Barony in the Peerage of the United Kingdom

Baron Nunburnholme, of the City of Kingston-upon-Hull, is a title in the Peerage of the United Kingdom. It was created in 1906 for the former Liberal Member of Parliament for Hull and Hull West, Charles Wilson. His son, the second Baron, also represented Hull West in Parliament as a Liberal and served as Lord Lieutenant of the East Riding of Yorkshire between 1908 and 1924. The title descended from father to son until the death of the second Baron's grandson, the fourth Baron, in 1999. The late Baron was succeeded by his younger brother, the fifth Baron. Since 2000, the title has been held by the latter's son, the sixth Baron.
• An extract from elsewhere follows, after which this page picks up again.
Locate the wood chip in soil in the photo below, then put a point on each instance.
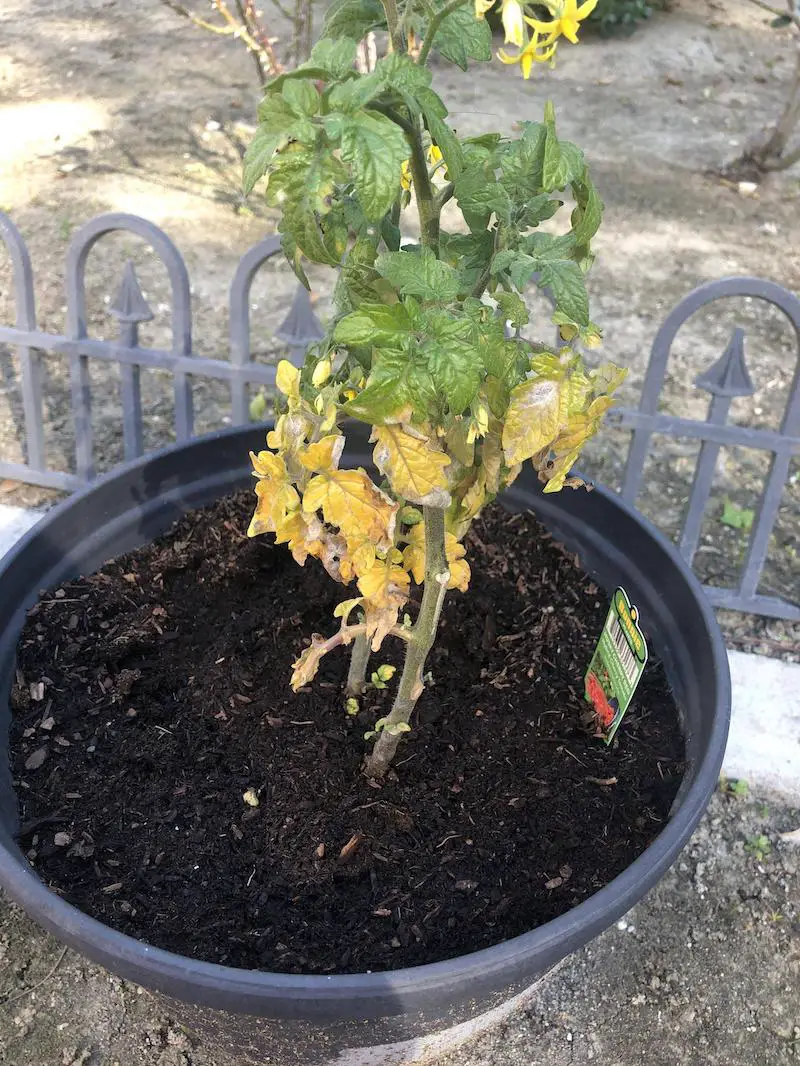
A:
(153, 695)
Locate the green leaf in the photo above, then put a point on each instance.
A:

==Baron Nunburnholme (1906)==
- Charles Henry Wilson, 1st Baron Nunburnholme (1833–1907)
- Charles Henry Wellesley Wilson, 2nd Baron Nunburnholme (1875–1924)
- Charles John Wilson, 3rd Baron Nunburnholme (1904–1974)
- Ben Charles Wilson, 4th Baron Nunburnholme (1928–1998)
- Charles Thomas Wilson, 5th Baron Nunburnholme (1935–2000)
- Stephen Charles Yanath Wilson, 6th Baron Nunburnholme (b. 1973)

The heir apparent is the present holder's son, the Hon. Charles Taiyo Christobal Wilson (b. 2002).